The AHA attends Jasper National Park’s annual public forum

2016-03-31


Displays at the forum
Photo: David Wasserman

David Wasserman, past Chair of the AHA, reports on Jasper National Park’s public forum held 16 March 2016. In his report, Wasserman outlines Parks Canada’s management plan for Jasper National Park and the progress made over the past year. Wasserman writes:

I attended the annual public forum of Jasper National Park as representative of the Alberta Hiking Association. The forum is intended to report Parks Canada’s progress in implementing the park’s management plan. Most of the information presented is available in the park’s annual report, available from their web site at
http://www.pc.gc.ca/eng/pn-np/ab/jasper/plan/rapports-reports.aspx. The forum was well attended, with about 60 people showing up.

The forum also provides an opportunity to meet and question parks staff. The long-time superintendent of Jasper, Greg Fenton, left the position last fall to accept an assignment as special advisor on development regulations with Parks Canada, prior to his planned retirement. The new superintendent, Alan Fehr, reported to the forum. Fehr was the acting field unit superintendent for Jasper from November 2014 to March 2015 while Fenton took a leave of absence.

Key items in the annual report that received special attention at the forum were Species At Risk, Mountain Pine Beetle, and Visitor Infrastructure Investment. There are seven species at risk that are found in the park, including woodland caribou, whitebark pine, two bat species (little brown myotis and northern myotis), two bird species (common nighthawk and olive-sided flycatcher), and Haller’s apple moss. The parks staff member reporting on the Mountain Pine Beetle admitted there was no solution to the problem, but the advance could be slowed by selective removal and prescribed controlled burns. Areas affected by the beetle have tripled since the previous report.

The previous Conservative government announced $211 million in infrastructure funding for the park, over five years.
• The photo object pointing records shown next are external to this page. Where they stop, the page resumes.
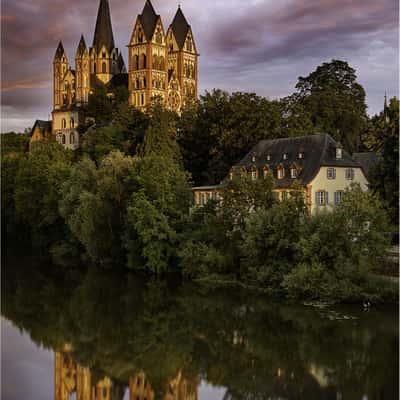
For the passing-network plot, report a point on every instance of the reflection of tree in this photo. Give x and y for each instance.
(119, 326)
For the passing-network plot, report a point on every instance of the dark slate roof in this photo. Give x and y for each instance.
(180, 27)
(366, 160)
(118, 80)
(103, 35)
(59, 52)
(318, 150)
(81, 47)
(44, 126)
(148, 19)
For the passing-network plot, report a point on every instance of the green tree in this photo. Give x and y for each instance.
(335, 102)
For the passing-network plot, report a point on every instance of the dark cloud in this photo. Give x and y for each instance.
(257, 45)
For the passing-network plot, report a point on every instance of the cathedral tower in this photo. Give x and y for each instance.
(147, 59)
(60, 67)
(182, 62)
(104, 56)
(82, 73)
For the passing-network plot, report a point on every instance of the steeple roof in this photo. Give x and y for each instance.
(103, 35)
(148, 19)
(59, 52)
(180, 27)
(81, 47)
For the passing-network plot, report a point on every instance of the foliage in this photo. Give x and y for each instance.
(335, 102)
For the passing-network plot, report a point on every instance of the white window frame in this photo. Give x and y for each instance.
(338, 197)
(331, 173)
(321, 196)
(349, 174)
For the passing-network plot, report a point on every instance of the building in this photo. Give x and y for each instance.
(316, 162)
(72, 380)
(160, 65)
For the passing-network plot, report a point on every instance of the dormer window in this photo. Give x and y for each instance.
(339, 152)
(281, 172)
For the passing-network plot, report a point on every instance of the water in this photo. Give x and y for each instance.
(97, 335)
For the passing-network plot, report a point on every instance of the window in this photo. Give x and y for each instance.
(338, 196)
(321, 198)
(349, 174)
(331, 173)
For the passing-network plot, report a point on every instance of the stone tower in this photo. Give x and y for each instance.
(182, 62)
(147, 59)
(82, 65)
(104, 56)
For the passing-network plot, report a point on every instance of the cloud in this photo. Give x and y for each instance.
(256, 45)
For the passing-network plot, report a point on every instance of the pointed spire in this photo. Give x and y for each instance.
(148, 19)
(103, 35)
(180, 27)
(59, 52)
(80, 51)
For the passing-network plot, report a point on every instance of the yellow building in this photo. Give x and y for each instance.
(317, 163)
(161, 64)
(70, 378)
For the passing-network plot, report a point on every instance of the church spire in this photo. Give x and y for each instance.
(103, 35)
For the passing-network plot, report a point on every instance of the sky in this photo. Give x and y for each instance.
(259, 46)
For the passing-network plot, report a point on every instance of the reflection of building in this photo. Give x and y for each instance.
(71, 378)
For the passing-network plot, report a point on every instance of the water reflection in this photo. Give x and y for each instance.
(113, 333)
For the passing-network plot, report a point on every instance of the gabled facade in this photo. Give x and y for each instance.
(316, 163)
(161, 64)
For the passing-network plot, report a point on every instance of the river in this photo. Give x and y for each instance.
(91, 334)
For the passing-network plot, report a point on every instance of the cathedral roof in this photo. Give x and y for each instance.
(103, 35)
(59, 52)
(148, 19)
(81, 47)
(180, 27)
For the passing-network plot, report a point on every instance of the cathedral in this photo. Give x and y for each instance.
(161, 64)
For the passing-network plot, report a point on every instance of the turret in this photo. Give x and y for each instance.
(103, 53)
(60, 68)
(82, 65)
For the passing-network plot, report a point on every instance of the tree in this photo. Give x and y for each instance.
(335, 102)
(38, 189)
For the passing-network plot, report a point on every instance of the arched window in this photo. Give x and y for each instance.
(155, 61)
(135, 62)
(143, 61)
(161, 63)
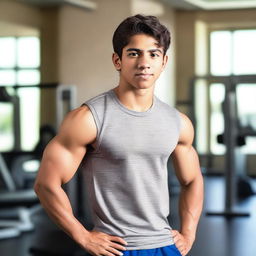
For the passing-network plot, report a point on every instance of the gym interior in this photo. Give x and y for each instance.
(54, 55)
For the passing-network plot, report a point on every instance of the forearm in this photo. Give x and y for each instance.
(57, 205)
(190, 206)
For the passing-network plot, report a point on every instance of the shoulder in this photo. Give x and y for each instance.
(78, 127)
(186, 129)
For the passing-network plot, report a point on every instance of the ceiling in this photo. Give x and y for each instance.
(179, 4)
(212, 4)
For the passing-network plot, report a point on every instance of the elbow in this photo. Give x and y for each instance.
(37, 187)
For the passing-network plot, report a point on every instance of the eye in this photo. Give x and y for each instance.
(153, 54)
(133, 54)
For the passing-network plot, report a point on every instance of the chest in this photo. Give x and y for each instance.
(144, 137)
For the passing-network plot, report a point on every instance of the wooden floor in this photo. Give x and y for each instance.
(216, 236)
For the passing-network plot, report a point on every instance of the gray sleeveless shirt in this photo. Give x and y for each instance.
(126, 173)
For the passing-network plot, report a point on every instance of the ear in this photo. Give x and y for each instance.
(116, 61)
(165, 60)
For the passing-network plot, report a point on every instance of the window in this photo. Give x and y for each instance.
(20, 65)
(232, 53)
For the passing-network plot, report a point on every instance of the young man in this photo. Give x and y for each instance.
(123, 138)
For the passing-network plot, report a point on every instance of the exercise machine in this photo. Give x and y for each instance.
(237, 183)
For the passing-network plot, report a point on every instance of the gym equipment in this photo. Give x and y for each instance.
(19, 198)
(233, 138)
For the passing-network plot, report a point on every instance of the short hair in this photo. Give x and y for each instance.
(140, 24)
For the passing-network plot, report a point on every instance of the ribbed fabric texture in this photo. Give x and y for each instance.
(126, 173)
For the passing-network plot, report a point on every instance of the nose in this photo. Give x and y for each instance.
(143, 63)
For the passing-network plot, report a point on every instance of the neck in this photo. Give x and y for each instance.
(135, 99)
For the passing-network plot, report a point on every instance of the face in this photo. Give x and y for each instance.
(142, 62)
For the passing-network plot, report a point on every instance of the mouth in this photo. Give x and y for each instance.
(143, 75)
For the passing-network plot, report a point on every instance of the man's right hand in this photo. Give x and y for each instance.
(99, 244)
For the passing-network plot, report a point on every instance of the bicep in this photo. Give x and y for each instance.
(64, 153)
(59, 162)
(184, 157)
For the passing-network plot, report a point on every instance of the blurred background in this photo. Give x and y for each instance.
(56, 54)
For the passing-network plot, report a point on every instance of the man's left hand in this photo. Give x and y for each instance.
(183, 242)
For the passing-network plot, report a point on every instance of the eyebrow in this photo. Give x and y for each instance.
(139, 50)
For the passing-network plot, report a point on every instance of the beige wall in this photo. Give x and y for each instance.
(85, 46)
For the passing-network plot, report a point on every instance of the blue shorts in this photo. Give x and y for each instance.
(170, 250)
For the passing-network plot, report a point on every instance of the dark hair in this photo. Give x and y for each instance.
(140, 24)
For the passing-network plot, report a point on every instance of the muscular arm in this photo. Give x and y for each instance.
(187, 169)
(60, 161)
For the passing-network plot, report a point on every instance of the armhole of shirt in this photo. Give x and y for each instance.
(177, 113)
(97, 123)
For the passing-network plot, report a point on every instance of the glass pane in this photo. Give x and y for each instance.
(6, 127)
(217, 94)
(220, 54)
(28, 52)
(246, 108)
(244, 52)
(201, 109)
(28, 77)
(7, 77)
(29, 109)
(7, 52)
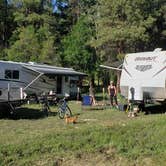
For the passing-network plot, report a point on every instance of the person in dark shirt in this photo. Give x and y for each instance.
(112, 93)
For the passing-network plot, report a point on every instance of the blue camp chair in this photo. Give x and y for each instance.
(87, 101)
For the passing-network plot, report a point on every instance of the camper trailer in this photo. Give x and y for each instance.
(143, 76)
(17, 80)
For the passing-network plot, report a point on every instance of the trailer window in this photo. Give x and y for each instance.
(12, 74)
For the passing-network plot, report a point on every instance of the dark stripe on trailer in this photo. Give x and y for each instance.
(159, 71)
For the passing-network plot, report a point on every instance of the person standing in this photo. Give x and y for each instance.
(112, 93)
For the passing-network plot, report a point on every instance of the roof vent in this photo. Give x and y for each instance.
(157, 49)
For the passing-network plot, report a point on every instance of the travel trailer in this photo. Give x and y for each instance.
(143, 76)
(17, 80)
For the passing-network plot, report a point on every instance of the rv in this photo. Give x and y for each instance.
(143, 76)
(17, 80)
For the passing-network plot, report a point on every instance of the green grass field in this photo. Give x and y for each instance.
(101, 137)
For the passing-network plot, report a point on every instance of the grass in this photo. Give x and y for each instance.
(101, 137)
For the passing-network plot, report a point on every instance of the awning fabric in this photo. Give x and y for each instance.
(50, 70)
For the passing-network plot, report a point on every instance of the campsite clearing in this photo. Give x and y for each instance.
(101, 137)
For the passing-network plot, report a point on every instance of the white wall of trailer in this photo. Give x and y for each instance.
(146, 73)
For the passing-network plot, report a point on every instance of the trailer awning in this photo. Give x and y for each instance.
(49, 70)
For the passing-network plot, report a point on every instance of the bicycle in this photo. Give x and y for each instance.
(63, 108)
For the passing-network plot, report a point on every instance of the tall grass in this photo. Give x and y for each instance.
(107, 135)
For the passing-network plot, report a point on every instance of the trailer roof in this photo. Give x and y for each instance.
(47, 69)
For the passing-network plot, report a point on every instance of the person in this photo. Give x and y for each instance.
(112, 93)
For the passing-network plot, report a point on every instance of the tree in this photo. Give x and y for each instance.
(127, 26)
(77, 51)
(33, 38)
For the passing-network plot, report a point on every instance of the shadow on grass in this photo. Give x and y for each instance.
(155, 109)
(27, 113)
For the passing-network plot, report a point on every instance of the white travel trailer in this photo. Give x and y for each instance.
(143, 76)
(20, 79)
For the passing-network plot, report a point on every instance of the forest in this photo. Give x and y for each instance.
(80, 33)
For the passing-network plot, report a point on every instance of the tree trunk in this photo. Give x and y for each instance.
(118, 81)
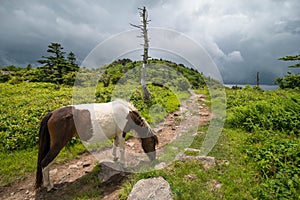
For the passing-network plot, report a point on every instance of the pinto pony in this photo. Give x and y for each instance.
(90, 122)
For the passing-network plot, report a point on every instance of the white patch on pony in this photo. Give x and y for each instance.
(108, 121)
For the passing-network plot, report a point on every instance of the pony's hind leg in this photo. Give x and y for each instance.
(114, 153)
(46, 165)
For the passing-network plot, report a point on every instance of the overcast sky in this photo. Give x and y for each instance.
(242, 37)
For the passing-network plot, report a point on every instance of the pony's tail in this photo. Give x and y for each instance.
(44, 147)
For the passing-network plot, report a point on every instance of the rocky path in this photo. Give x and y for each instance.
(67, 175)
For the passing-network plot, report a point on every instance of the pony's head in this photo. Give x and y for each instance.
(83, 123)
(148, 138)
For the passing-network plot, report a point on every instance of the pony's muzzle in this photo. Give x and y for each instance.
(152, 155)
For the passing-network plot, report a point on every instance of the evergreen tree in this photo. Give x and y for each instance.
(56, 66)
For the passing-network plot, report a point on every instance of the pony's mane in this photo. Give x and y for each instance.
(126, 104)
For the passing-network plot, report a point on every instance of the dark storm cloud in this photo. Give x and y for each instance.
(242, 37)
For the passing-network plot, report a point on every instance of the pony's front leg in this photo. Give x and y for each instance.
(122, 151)
(46, 178)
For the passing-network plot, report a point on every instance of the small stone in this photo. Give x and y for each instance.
(73, 166)
(152, 188)
(86, 164)
(191, 176)
(160, 166)
(204, 114)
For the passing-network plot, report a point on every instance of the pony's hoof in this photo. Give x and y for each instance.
(116, 159)
(51, 188)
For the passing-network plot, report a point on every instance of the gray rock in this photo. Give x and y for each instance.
(153, 188)
(110, 172)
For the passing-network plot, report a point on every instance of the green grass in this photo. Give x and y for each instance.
(17, 165)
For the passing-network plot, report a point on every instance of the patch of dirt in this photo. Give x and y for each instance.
(67, 177)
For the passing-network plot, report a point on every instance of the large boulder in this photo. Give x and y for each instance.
(153, 188)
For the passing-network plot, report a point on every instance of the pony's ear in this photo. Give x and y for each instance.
(135, 117)
(155, 139)
(81, 115)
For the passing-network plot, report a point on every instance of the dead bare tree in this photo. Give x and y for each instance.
(144, 31)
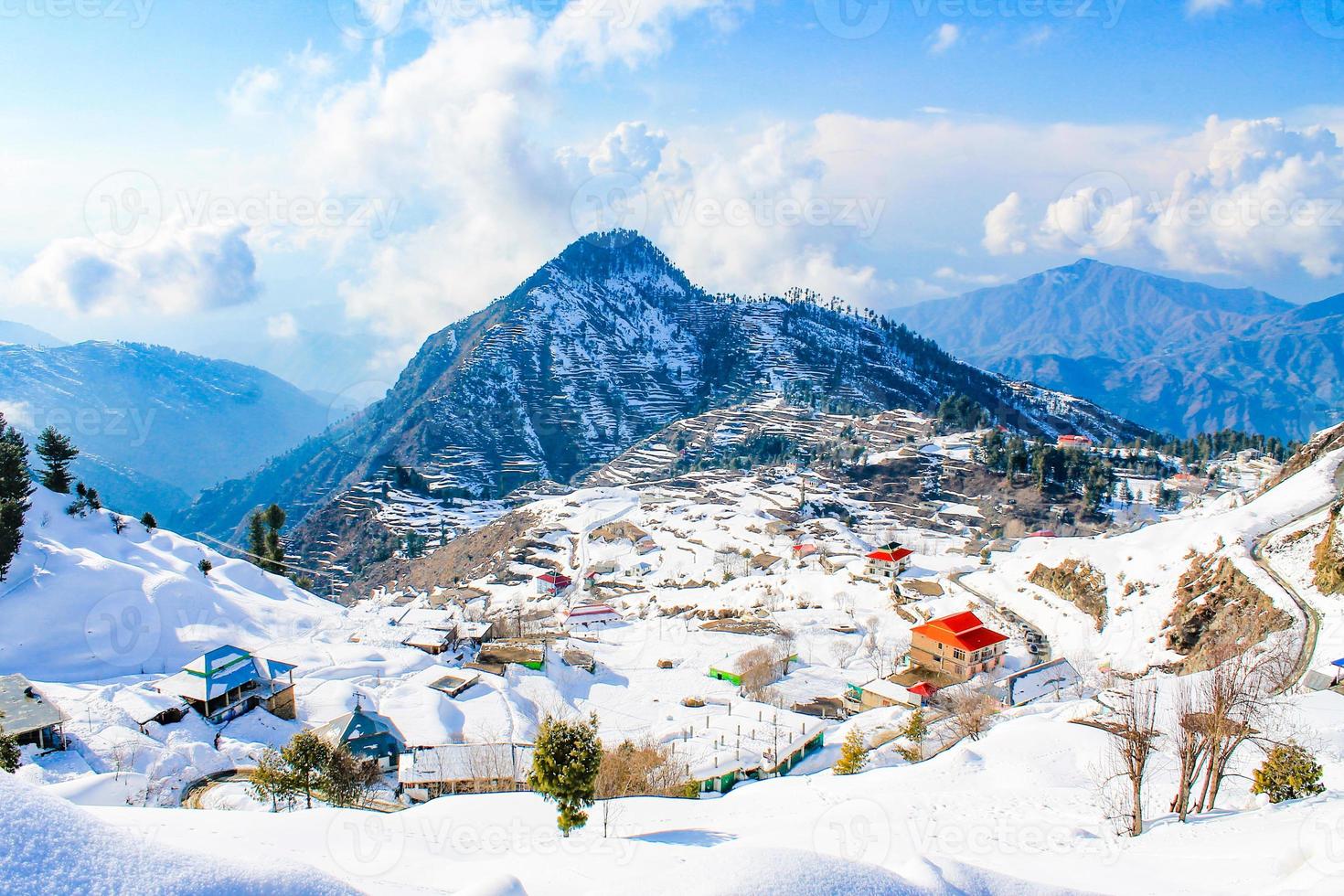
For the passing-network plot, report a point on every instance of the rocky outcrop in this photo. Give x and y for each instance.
(1077, 581)
(1218, 614)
Almost all of this will go to fixing front-country infrastructure. Only $1.7 million is going to conservation projects, and only two fairly short trails near the townsite will benefit. Mr. Fehr told me that returning decommissioned trails to service will not be a priority.

I also asked if there were plans in place to evaluate the on-line backcountry camping reservation system that Jasper is the first mountain park to introduce, beginning this year. I expressed a concern that campsites could go unused when people reserving them months in advance had to change their plans at the last minute. He said the cancellation fee could stop that from happening. It remains to be seen whether this will be a deterrent.

No information is available on whether the purchase of Maligne Tours by Brewster Travel, announced in January, will affect the possible development at Maligne Lake that was approved by the Parks Canada, but fought in the courts by environment groups.